I finally decided to take the plunge and try my first attempt at cutting dovetails. I sharpened my chisels, layed out my lines with an exacto knife and then proceeded to cut about the worst dovetails I bet anyone's ever cut in the history of mankind. In fact I bet a neanderthal with a copper axe probably did better by a couple orders of magnitude!! Now my own autopsy findings suggested a few possible causes.....1)soft cedar wood that broke out rather than chiseled out smoothly(picked cedar because it was for a box to stay outdoors) and 2) somehow I strayed off the line when I was cutting the shoulders for the pins/tails so my fit suffered.
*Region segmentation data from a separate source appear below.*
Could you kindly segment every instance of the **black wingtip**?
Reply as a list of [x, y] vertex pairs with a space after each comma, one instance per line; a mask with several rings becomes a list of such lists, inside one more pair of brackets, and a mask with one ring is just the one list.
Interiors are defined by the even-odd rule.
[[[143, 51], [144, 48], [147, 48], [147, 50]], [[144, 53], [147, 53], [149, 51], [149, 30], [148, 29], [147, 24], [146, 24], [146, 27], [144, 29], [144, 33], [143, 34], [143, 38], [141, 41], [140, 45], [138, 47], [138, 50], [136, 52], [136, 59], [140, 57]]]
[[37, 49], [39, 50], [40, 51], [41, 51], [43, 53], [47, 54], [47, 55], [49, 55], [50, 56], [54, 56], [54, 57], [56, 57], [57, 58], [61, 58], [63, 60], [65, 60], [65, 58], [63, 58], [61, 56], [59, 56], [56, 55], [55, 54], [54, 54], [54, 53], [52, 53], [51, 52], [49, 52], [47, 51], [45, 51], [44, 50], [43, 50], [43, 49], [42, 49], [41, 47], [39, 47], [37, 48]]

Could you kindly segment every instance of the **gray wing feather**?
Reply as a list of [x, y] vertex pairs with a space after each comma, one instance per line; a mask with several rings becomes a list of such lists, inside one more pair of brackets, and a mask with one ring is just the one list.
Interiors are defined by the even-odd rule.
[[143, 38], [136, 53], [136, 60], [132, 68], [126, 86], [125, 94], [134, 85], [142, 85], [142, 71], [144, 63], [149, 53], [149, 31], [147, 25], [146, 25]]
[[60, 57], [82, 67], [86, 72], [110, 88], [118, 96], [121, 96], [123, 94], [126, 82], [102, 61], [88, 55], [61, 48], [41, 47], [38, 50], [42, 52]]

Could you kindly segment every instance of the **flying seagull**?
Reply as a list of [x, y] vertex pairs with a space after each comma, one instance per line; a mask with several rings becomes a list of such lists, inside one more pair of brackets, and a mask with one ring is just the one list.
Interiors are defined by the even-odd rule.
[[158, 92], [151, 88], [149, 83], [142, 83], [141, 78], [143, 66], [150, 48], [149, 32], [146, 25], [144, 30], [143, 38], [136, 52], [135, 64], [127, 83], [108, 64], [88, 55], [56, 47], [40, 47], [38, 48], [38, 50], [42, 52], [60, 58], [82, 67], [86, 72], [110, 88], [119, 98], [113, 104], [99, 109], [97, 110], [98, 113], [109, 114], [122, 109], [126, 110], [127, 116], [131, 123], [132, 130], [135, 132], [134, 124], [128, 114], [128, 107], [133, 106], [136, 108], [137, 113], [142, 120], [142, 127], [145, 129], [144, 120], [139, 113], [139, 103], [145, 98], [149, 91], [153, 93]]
My correction would be to improve the lighting where I'm working and stop and check the backside line more frequently instead of just following the line on the facing side. If anyone else has any pearls of wisdom they've learned I'd welcome the chance to learn from you......Boyd
I used a nice Japanese saw for the vertical cuts but then tried to chisel out the waste since that's how the guy did it in a demonstration I watched at the ww'ing show when it was in town. When I started to get frustrated I used the bandsaw to get out most of the waste and then tried to finish it with the chisel. Boyd
'Bout the only "pearls of wisdom" that I can offer up is to use a marking knife instead of an X-Acto knife. The stiffer blade on a marking knife goes a long way in accurate lay out. I'll also suggest that you insure that your paring chisels are razor sharp and make smaller paring cuts; even on a softwood like "Cedar" shavings should result from those cuts regardless if they're made on the end grain or long grain...and of course, practice...FWIW.